Robotics and Girl Power at The Ellis School

"We need to expose girls at an early age to things like robotics,” believes Lisa Abel-Palmieri, The Ellis School’s director of technology & innovation. “If we don’t engage them early enough, they won’t believe it’s an option for them.”  That’s why her students begin studying robotics as early as the third grade and continue to hone their coding, design and engineering skills throughout high school. It’s theoretical and it’s practical: Ellis students are using robotics to solve real-life problems and finding ways to infuse robotics into their daily lives.

Q: Why do students need to learn robotics?
A: In this globally connected society, coding and robotics – these are the new literacies that we must prepare girls for. Ellis students learn computer science beginning in the second grade, but we noticed there was a gap in the lower and middle school as it related to robotics and we wanted to develop this.

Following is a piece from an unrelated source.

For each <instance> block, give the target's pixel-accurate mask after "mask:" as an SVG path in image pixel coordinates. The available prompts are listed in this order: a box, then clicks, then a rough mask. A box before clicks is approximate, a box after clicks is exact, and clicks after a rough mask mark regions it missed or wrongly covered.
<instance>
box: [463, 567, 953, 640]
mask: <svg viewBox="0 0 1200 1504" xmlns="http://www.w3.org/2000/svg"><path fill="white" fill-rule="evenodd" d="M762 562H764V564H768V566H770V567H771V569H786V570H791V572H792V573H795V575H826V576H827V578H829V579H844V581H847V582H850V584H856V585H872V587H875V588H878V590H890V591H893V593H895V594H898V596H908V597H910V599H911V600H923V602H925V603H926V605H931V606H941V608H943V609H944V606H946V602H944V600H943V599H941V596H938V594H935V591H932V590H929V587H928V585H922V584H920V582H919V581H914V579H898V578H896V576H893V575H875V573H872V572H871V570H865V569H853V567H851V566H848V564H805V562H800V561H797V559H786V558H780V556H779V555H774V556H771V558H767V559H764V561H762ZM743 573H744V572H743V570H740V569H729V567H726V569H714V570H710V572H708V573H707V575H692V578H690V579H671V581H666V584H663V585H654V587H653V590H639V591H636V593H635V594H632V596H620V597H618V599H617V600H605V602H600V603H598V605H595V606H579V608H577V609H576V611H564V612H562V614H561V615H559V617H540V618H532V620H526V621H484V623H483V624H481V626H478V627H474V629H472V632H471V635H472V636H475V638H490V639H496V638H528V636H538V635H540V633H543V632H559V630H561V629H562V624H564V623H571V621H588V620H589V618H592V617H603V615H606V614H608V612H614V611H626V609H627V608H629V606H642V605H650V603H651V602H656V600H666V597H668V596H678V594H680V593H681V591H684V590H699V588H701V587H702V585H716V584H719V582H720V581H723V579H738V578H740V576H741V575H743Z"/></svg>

Q: How successful has it been?
A: We have developed a FIRST Lego League Team in our Middle School, one of only two all-girl middle school robotics teams in the area. They’ve learned to program robots, solve and design challenges, conduct research. In our Upper School we have the Girls of Steel Robotics Team; we were a founding school in this program.

Q: Is it hard to engage girls?
A: The sweet spot is middle school. Robotics is not cold and mindless. Our girls are using robotics to solve programs, and this helps them in engaging some of the really technical areas. It’s important to build perseverance and risk taking at a young age. The idea is that they can hang with the boys.